In this article, we review loans experiencing four distinct credit events and, for the first time, track what happens to the loans. For loans that liquidate, we determine the loss severity as measured by the percentage of unpaid principal balance lost at the time of default. This analysis allows us to assess both the value of mortgage insurance (MI) and the accuracy of the preset severities used in Freddie Mac's risk-sharing deals. We find that MI significantly lowers the severities. We also find that the preset severity schedule is reasonable for loans with a loan-to-value (LTV) ratio of 60-80 but is too high for deals backed by higher-LTV loans.
We also analyze severity by loan size, state, and type of liquidation. We find that small loans have higher loss severity than larger ones, that real-estate-owned (REO) sales have higher severity than short sales, and that there is no stable relationship between the state of origination and severity. Finally, we review the components of loss--liquidation value and expenses--and find that the latter contributes significantly to the ultimate loss.
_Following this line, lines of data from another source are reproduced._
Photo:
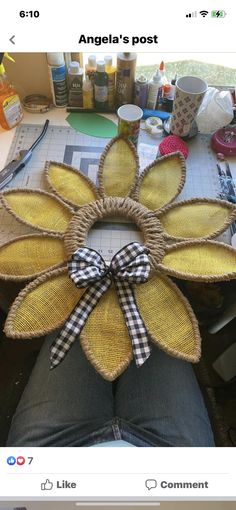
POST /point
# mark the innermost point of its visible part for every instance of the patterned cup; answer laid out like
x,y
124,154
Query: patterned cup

WHAT DO THE NEW DATA INCLUDE?
Historically, data allowed market participants to track loans only through the advent of a credit event. Government-sponsored enterprises (GSEs) Freddie Mac and Fannie Mae define a credit event as a loan being 180 days delinquent or being liquidated through a deed-in-lieu, short sale, foreclosure sale, or REO before the 180-day delinquency point. Once a loan experienced...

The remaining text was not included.